I felt like I was shuffling along by now, hardly picking up my feet. I did a mix of running and walking. By now, I knew there was no question of not finishing. In fact, that hadn’t entered my mind at any point. One of the women I passed earlier passed me on one of my walk breaks as we approached the 5K marker. I wanted to run the last kilometre. I probably could have but my mind kept telling me to walk. Anyway, my run pace was dreadful — at 7:56 per kilometer it was well over a minute slower than the pace that I train at! Run time: 47:36When I got the finish chute and approached the finish line, Renald, Sam, Jeff, Chris, Emma, Finn, and Una were all at the side cheering me on! I felt like I had nothing much left but I think most of that was in my mind. I kind of breezed to the finish line. Smiling. All in all, it was a fun race.
The race felt long.

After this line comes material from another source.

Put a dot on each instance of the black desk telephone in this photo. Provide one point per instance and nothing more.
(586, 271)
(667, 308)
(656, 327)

And for me, it was–the longest I’ve done so far. Just a little bit shorter than the Olympic Distance coming up in August.

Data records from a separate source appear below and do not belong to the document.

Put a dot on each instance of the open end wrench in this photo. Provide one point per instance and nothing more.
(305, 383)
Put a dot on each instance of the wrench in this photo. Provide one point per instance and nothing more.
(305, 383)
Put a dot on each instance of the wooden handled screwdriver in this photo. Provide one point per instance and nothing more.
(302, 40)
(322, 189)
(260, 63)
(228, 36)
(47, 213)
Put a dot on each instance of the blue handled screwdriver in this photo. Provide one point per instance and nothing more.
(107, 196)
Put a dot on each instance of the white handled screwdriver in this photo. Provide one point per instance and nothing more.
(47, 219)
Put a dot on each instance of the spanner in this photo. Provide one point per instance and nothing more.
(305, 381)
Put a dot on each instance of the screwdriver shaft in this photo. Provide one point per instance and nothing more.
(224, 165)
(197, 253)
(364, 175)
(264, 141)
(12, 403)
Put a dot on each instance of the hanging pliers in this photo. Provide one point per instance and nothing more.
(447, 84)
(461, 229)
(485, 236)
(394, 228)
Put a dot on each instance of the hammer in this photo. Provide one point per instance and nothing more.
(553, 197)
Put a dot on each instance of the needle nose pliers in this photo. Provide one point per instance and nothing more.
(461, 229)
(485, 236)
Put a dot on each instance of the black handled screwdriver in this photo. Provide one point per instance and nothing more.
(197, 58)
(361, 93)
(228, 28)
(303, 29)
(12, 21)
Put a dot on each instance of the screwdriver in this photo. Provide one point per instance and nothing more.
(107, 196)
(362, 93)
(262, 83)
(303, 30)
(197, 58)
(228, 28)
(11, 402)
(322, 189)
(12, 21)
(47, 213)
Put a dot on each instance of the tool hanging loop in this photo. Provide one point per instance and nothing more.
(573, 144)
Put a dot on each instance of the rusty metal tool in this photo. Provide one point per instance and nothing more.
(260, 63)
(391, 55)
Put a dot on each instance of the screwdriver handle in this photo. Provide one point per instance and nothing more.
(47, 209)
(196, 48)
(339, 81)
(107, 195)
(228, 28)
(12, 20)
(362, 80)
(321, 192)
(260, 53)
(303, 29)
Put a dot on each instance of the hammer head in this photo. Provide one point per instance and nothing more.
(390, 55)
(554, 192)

Renald commented that most of the athletes, by the look on their faces, didn’t look like they were enjoying themselves. For me, there is no point if it’s not fun. I have to confess, though, to feeling somewhat disappointed with my result. It’s not that I feel 2:34 is a terrible time. I was actually pleased enough with that. It’s that in comparative terms, it feels kind of shitty to be 6/6 in my age group and almost last in the race (yes, only 5 people came in after me and 2 more didn’t finish at all).
Sam made me feel better in a couple of ways. She suggested that this year I complete, next year I compete. She’s also quite sure I can improve my bike speed with some effort. I can tell you this: I will not be taking another full winter off of cycling. I’m getting a trainer and I also plan to do spin classes.
And finally, I need to work on my running stamina. The walk breaks are fine, but I want to run faster when I’m running. And if I’m going to take walk breaks, I want them to be at regular intervals, not just when I feel like it. Why? Because the more tired I get, the more I feel like it. And much of that is just in my head. A few times during the run I just took stock of what was going on with me. The answer that came back was revealing — there was really no good reason for me to slow down to a walk. That kept me going through the last K.
Next up is the Kincardine Women’s Triathlon on July 13. I’m now signed up to train with the Balance Point Triathlon Club for the rest of the season, and will continue with them through the winter. My summer is a bit broken up with travel, and I’m not sure how much regular training I’m going to get in between now and the week before Kincardine. But as Sam said, this summer I’m completing, next year I’m competing.